WRONG COPS de Quentin Dupieux
Dans Wrong Cops, présenté notamment en avant-première (hors compétition) à Deauville et à Strasbourg 2013, Quentin Dupieux met sa musique détraquée au centre de son cinéma détraqué. Devinez comment est le résultat ?
Pas de saut en avant dans le temps comme Steak, pas de pneu soudainement doté d’une conscience et de pouvoirs psychiques comme Rubber, pas de mise sens dessus-dessous des lois de la physique comme Wrong, Wrong Cops est à ce jour le long-métrage le plus normal de Quentin Dupieux. Tout y reste de l’ordre du possible, plus que du surréalisme. C’est une première rupture, qui ne l’empêche pas de rester à des années-lumière de ce que les gens qui se pensent normaux définissent comme étant la normalité. Deuxième écart : bien que toujours armé de sa mini caméra numérique qui révèle la laideur extérieure de la Californie pavillonnaire, et de ses inspirations narratives qui mettent à nu la laideur intérieure des personnages qui la peuplent, Dupieux s’élance ici sur une idée de personnages et non de récit. C’est d’ailleurs la crainte qui point au début du film – il n’y a pas d’histoire. En fait il y a des histoires, certes toutes petites mais bien suffisantes pour que Wrong Cops tienne sa courte distance (1h20 générique compris). Dupieux les agence de manière à briser la routine du film à sketches : les personnages croisent leurs bribes d’intrigues, voire se refilent sans prévenir. Ainsi cet homme mourant dont la garde passe de policier en policier, tel un cadavre exquis ayant pris la forme d’un cadavre tout court. Les titres des films de Dupieux ont toujours été aussi succincts qu’explicites, et Wrong Cops ne fait pas exception. Il ne traite que de cette figure récurrente de son cinéma que sont les flics « mauvais », dans tous les sens possibles : mauvais en esprit, en compétences, en intentions, en rapports humains.
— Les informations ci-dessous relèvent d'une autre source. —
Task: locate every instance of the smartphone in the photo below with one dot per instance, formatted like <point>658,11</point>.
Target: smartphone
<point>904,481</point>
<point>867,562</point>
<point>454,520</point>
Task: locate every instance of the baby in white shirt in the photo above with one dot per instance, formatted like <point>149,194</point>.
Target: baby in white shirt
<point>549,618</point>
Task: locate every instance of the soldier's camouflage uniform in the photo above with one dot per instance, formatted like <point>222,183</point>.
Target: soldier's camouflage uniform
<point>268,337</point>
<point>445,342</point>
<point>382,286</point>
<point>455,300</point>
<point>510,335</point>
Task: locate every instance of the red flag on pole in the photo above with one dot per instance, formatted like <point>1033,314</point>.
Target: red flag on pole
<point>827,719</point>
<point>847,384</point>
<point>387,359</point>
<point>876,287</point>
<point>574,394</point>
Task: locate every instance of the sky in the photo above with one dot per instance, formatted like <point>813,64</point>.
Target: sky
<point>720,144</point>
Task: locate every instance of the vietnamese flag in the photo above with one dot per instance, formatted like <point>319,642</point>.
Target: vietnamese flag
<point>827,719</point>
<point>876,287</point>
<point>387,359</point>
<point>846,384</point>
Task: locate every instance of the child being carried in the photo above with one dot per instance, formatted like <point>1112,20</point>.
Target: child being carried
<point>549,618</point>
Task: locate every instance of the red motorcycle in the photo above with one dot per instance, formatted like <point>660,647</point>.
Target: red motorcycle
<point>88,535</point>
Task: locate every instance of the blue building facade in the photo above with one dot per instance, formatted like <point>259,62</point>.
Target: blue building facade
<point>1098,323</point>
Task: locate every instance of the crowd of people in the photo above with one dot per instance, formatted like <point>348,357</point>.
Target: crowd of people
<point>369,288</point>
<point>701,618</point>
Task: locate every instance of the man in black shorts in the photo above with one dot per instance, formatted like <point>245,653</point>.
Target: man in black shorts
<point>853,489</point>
Ces antiflics, comme il y a de l’antimatière, forment une base comique féconde et parfaitement compatible avec une greffe du nonsense cher au cinéaste. Un tel trouve 13000$ en creusant au hasard dans son jardin (pour les perdre presque aussitôt), un autre deale de la drogue dans des rats morts, et tous passent plus de temps à disserter sur la musique électronique qu’à faire leur travail. La musique, c’est l’autre élément toujours bien placé chez Dupieux – il la compose lui-même, sous son nom de scène Mr. Oizo – qui se voit ici enfin promu à une place centrale. Elle est l’œil de ce cyclone intenable, déjanté, mal élevé qu’est Wrong Cops. Entre deux éclats de rire purement absurdes le film établit la musique comme un sujet à part entière et non un simple accompagnement, aussi entraînant soit-il. Les personnages ne peuvent s’en passer (le fameux mourant y trouve même le moyen de repousser sans cesse l’échéance), ils l’écoutent en poussant à fond le volume de leur autoradio ou de leur sound system, et la considèrent avec le plus grand sérieux : la plupart s’affichent comme mélomanes calés sur le sujet voire comme apprentis compositeurs. D’où des débats passionnés et des réactions viscérales – un peu comme dans un festival de cinéma, en somme –, mais qui sont toujours traités à travers le filtre d’un humour absurde et malintentionné. Ce qui se rapproche le plus d’un cours magistral d’électro est ainsi délivré par un flic en slip braillant « Africa !!! » à un homme qu’il retient en otage dans son salon (joué par Marilyn Manson)… Même quand il combine les deux pratiques artistiques qui lui tiennent à cœur, Quentin Dupieux reste ainsi avant tout, et en toute chose, détraqué. Surtout, qu’il ne change pas.
WRONG COPS (USA, 2013), un film de Quentin Dupieux, avec Mark Burnham, Eric Judor, Arden Myrin, Marilyn Manson, Steve Little, Eric Wareheim. Durée : 80 minutes. Sortie en France le 19 mars 2014.